Monday marked 40 blank-slate days in Europe’s entire public bond market -- a number that far exceeds the prior record of 31 days during the whole of 2018, according to data compiled by Bloomberg going back to 2014. The tally has soared in recent weeks, with 12 no-deal days since the start of August amid a renewed stock-market selloff, hawkish messaging from central banks and Europe’s escalating energy crisis. That number is set to rise further when earnings blackouts and the seasonal Christmas shutdown hit.

Coupled with borrowing costs at the highest in two-and-a-half years, the rising number of no-deal days is bad news for firms that need to raise debt, in what’s already the worst year on record for issuance from non-financial companies, according to Bloomberg data. Global volatility has pushed the cost to borrow in euros to well above double where it was at the start of the year, making it ever-tougher for those who need to refinance existing debt, or raise fresh funds, to pick the right time to do a deal.

“In previous downturns, the all-in rate to fund was relatively behaved and would have made investment decisions still viable under a moderate growth rate,” said Shanawaz Bhimji, a fixed-income analyst at ABN Amro Bank NV. However, the rising cost of debt is such that it’s a struggle “to make investments work, especially as growth is pretty much out of the question.”

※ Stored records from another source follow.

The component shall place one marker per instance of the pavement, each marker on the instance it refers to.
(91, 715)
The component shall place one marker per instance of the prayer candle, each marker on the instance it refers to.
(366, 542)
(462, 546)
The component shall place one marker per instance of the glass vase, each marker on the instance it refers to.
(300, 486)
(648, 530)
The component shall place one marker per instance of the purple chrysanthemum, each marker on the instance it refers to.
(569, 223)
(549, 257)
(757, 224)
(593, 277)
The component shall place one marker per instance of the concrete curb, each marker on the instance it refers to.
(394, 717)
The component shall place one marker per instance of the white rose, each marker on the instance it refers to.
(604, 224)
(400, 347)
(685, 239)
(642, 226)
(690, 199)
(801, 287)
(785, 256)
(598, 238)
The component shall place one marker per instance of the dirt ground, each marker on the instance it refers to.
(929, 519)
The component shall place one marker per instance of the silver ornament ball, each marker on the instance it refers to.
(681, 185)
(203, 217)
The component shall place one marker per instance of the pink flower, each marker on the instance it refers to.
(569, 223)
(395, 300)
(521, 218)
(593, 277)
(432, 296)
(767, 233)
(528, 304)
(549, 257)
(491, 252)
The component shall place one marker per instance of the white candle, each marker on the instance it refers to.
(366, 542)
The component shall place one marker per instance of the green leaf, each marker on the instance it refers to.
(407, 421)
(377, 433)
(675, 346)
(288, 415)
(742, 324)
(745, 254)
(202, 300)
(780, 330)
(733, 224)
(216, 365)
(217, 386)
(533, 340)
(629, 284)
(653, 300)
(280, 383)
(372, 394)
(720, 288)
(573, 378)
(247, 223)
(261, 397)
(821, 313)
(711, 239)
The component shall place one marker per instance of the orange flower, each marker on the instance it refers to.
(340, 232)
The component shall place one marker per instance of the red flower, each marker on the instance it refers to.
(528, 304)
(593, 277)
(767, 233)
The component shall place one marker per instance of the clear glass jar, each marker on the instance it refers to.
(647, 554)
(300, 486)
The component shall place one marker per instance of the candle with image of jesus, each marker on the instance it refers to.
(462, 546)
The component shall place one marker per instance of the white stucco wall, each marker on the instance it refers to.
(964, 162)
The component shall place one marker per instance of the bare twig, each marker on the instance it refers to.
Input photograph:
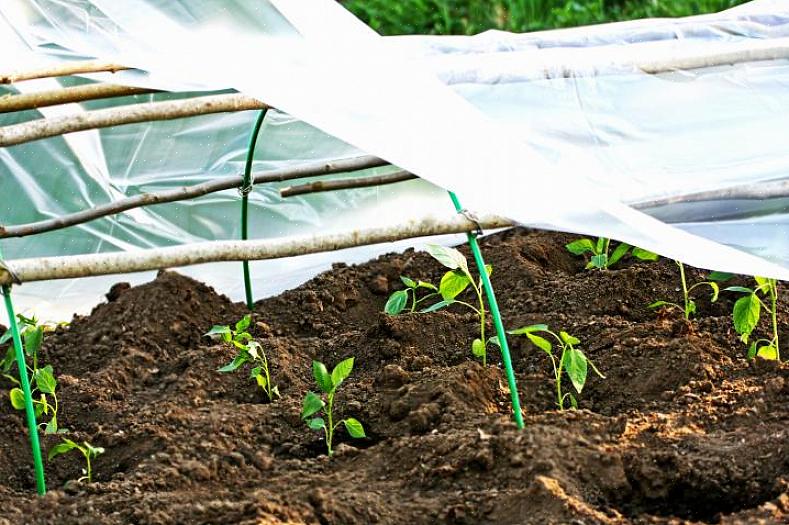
(190, 192)
(102, 118)
(42, 269)
(62, 70)
(346, 184)
(67, 95)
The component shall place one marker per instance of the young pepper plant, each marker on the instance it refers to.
(572, 360)
(600, 258)
(689, 305)
(314, 404)
(43, 380)
(87, 450)
(247, 350)
(398, 301)
(746, 314)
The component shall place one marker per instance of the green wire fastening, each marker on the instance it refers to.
(246, 187)
(32, 426)
(494, 312)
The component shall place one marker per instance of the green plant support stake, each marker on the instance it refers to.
(41, 487)
(246, 187)
(494, 312)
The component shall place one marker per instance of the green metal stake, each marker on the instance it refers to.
(32, 426)
(494, 312)
(245, 189)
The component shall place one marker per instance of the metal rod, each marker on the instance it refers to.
(32, 425)
(496, 314)
(246, 187)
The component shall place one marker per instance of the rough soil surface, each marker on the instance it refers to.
(683, 429)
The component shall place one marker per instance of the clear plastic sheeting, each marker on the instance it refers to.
(576, 130)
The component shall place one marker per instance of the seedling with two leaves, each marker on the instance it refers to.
(571, 360)
(247, 351)
(689, 307)
(42, 379)
(600, 258)
(313, 403)
(747, 311)
(453, 283)
(87, 450)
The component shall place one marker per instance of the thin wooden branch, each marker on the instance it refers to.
(191, 192)
(766, 190)
(66, 267)
(67, 95)
(131, 114)
(62, 70)
(346, 184)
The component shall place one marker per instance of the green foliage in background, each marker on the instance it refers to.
(467, 17)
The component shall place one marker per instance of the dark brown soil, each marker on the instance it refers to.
(683, 429)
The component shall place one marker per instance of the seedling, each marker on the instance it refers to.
(247, 351)
(599, 252)
(572, 360)
(314, 404)
(87, 450)
(689, 307)
(398, 301)
(43, 381)
(747, 311)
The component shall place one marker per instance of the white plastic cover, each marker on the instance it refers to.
(549, 129)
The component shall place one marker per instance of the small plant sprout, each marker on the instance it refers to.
(747, 311)
(572, 360)
(247, 351)
(87, 450)
(42, 379)
(599, 251)
(398, 301)
(453, 283)
(314, 404)
(689, 307)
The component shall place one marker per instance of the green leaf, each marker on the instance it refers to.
(408, 282)
(644, 255)
(341, 371)
(244, 323)
(452, 284)
(425, 284)
(45, 380)
(396, 302)
(234, 364)
(61, 448)
(322, 377)
(33, 339)
(741, 289)
(354, 428)
(569, 339)
(316, 423)
(449, 257)
(720, 276)
(541, 343)
(17, 398)
(312, 404)
(580, 247)
(619, 252)
(528, 329)
(574, 362)
(217, 330)
(478, 348)
(746, 314)
(437, 306)
(599, 261)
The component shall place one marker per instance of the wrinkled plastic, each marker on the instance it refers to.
(472, 114)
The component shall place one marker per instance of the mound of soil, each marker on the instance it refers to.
(683, 429)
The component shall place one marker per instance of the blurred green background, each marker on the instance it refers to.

Borrowers’ caution comes amid fears that central banks’ policy tightening will tip the world’s economy into recession and hit corporate profits. And the backdrop of soaring inflation means that bonds and stocks have fallen in tandem this year, with Europe’s benchmark Stoxx 600 Index down about 18% and the S&P 500 losing about 23%.

With so many risks to consider -- from inflation data to war in Ukraine and UK political developments -- prospective issuers and the banks arranging their deals may be struggling to pick a good moment to do deals, and are often seeking to avoid days with planned economic data releases, central bank meetings and announcements that could sour the mood.

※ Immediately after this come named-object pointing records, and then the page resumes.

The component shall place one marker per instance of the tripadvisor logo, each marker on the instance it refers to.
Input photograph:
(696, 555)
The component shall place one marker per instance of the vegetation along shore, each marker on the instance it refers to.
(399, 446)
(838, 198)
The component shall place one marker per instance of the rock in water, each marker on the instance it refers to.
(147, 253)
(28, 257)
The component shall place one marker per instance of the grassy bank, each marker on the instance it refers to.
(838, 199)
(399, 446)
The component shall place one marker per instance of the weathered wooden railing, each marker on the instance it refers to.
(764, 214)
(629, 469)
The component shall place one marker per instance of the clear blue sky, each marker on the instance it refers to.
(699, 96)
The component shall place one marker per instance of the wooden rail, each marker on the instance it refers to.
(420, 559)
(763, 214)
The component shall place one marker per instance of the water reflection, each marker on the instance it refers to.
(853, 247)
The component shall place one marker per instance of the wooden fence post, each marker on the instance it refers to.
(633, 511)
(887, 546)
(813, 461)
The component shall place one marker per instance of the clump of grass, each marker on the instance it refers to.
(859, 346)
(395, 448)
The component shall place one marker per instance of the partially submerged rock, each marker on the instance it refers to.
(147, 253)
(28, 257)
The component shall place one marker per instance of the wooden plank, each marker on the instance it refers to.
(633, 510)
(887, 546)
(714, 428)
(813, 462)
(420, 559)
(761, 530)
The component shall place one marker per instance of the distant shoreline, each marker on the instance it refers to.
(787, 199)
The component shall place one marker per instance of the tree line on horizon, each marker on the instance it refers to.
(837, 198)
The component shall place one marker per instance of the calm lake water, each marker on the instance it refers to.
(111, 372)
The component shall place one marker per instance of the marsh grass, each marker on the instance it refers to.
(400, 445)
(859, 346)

The high number of no-deal days has pushed Europe’s marketwide debt sales about 19% behind the same stage of 2021, with the usually-busy month of September proving underwhelming this year. Marketwide sales in Europe reached just over €150 billion ($148 billion) last month -- well below the more than €200 billion euros sold last September, Bloomberg data show.

“We don’t expect to be in an environment any time soon where corporate yields come down or primary conditions are materially better,” said Matthew Bailey, a credit strategist at JPMorgan Chase & Co. “This environment is here to stay.”

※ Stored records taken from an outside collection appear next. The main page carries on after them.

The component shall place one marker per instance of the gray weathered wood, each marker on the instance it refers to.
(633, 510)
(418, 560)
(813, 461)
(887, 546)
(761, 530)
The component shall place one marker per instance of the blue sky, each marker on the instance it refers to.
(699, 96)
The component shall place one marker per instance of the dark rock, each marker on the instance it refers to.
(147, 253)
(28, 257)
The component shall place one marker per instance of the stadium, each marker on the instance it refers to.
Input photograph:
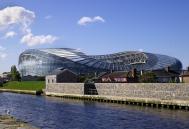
(41, 62)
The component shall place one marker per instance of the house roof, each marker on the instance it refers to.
(185, 73)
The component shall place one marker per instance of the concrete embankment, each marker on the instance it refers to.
(21, 91)
(8, 122)
(166, 95)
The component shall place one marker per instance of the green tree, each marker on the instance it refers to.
(148, 77)
(15, 75)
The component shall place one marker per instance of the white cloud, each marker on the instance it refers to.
(2, 48)
(16, 16)
(48, 17)
(86, 20)
(32, 40)
(21, 17)
(10, 34)
(3, 55)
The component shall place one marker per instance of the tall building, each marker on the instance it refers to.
(41, 62)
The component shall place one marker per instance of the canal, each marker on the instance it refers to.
(58, 113)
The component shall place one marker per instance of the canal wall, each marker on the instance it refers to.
(160, 94)
(65, 88)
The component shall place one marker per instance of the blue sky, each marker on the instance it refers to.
(157, 26)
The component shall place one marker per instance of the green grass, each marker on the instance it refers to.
(24, 85)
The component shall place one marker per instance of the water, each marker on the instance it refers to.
(57, 113)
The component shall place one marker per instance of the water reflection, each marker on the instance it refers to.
(59, 113)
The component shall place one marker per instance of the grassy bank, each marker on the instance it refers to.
(24, 85)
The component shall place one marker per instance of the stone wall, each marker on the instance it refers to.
(65, 88)
(163, 91)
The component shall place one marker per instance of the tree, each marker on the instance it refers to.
(15, 75)
(148, 77)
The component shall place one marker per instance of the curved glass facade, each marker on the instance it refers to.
(41, 62)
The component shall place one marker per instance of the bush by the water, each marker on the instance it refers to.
(25, 85)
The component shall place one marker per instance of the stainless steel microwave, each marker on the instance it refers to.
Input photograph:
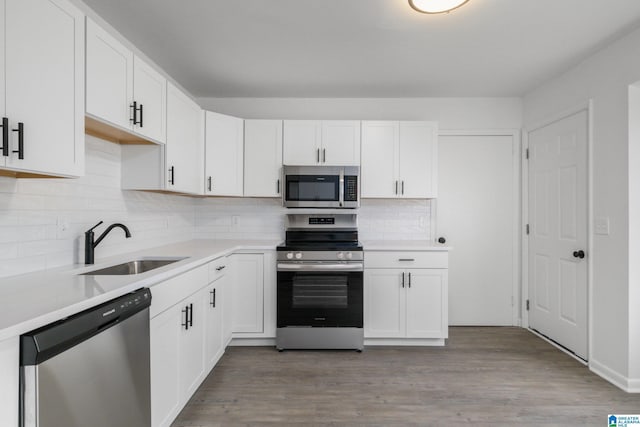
(321, 186)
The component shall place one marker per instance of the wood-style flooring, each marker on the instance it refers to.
(484, 376)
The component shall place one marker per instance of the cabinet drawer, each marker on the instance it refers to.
(218, 268)
(408, 259)
(174, 290)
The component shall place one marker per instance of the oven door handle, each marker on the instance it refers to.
(320, 267)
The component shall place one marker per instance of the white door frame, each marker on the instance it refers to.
(515, 135)
(588, 107)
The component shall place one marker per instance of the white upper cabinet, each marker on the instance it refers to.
(122, 90)
(150, 101)
(327, 142)
(185, 143)
(177, 165)
(224, 137)
(262, 158)
(43, 84)
(109, 77)
(399, 159)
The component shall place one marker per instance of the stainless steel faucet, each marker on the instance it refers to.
(90, 244)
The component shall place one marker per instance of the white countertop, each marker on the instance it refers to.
(36, 299)
(403, 245)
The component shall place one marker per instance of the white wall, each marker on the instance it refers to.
(42, 221)
(450, 113)
(605, 78)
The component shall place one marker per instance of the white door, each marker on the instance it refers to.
(418, 156)
(262, 158)
(301, 142)
(476, 215)
(150, 95)
(109, 77)
(379, 167)
(558, 231)
(44, 66)
(340, 143)
(223, 155)
(185, 143)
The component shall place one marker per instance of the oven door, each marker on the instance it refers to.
(320, 295)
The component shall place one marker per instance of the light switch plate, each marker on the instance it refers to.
(602, 226)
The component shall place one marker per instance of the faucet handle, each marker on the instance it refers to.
(92, 228)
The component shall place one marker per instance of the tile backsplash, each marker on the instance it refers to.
(42, 221)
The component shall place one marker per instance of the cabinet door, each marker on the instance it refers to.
(427, 303)
(379, 169)
(44, 66)
(384, 303)
(301, 142)
(109, 77)
(185, 143)
(165, 334)
(223, 155)
(262, 158)
(418, 159)
(248, 293)
(340, 143)
(192, 365)
(213, 322)
(150, 95)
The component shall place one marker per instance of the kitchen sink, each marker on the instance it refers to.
(133, 267)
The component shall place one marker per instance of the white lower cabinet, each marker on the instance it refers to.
(405, 305)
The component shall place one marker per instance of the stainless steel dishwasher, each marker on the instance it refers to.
(91, 369)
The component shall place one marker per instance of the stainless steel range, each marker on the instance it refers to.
(320, 284)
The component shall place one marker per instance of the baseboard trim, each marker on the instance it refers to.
(630, 385)
(439, 342)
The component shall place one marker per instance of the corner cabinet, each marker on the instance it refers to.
(224, 137)
(406, 297)
(262, 158)
(326, 142)
(399, 159)
(177, 165)
(42, 90)
(126, 97)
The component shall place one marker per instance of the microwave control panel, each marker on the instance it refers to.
(351, 188)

Elsewhere in credit markets:

EMEA

Sales in Europe’s primary market picked up on Tuesday with the European Financial Stability Facility, Smith & Nephew Plc and Energias de Portugal SA among eight issuers raising at least €7b, amid more stable market conditions as investors wager central banks may slow the pace of monetary tightening.

  • Sustainability-linked bonds let companies borrow cheaply if they meet environmental, social, and governance targets. A Bloomberg News analysis found those goals are weak
  • Shares in Credit Suisse Group AG plummeted 12% to an all-time low on Monday after a weekend of fevered Twitter speculation about its financial health, before they regained almost all of the losses later in the day; the volatility also resulted in huge distortions in the price of credit derivatives protecting against a default by the Swiss lender
  • The share of companies failing to pay debt on time could soar more than threefold in the next year due to a liquidity squeeze and worsening trading conditions, according to Moody’s Investor Services
  • NatWest Group Plc has tightened its affordability tests on buy-to-let mortgages to reflect growing economic turbulence, meaning some British landlords might find it impossible to secure a loan

Asia

Asian dollar debt joined a rally in risk assets on Tuesday after weak US manufacturing data prompted an easing of bets on the Federal Reserve’s hawkishness.

  • Australia staked out an outlier position among major central banks, becoming the first to break with outsized interest-rate increases as it delivered a quarter percentage-point move
  • In Indian credit markets, Uttar Pradesh Power Corp. is to sell INR34.88b of notes at 9.95% on Tuesday after pulling a similar deal more than two months ago.

Americas

Two utilities and a real estate investment trust combined to price $2.25 billion on Monday, kicking off fourth quarter new issue supply. The wild swings in risk assets continued with major stock indexes surging nearly 3% and bonds rallying more than 20bps across the curve after manufacturing data came in cooler than projected.

  • The pain is just beginning for investors in US credit markets after Federal Reserve tightening and recession angst sent investment-grade bonds, high-yield debt and leveraged loans spiraling in September
  • Pacific Investment Management Co. is bolstering the oversight of its Pimco Total Return Fund and several other funds as Scott Mather, one of the firm’s longest-tenured executives, takes a personal leave of absence
  • One of Canada’s largest pension funds is boosting its exposure to bonds, citing attractive yields after the worst selloff in a generation
  • Florida cities looking to rebuild from the devastation of Hurricane Ian will be financing their efforts during the worst environment for municipal borrowing in more than a decade
  • For deal updates, click here for the New Issue Monitor
  • For more, click here for the Credit Daybook Americas

(Updates to add credit market sections.)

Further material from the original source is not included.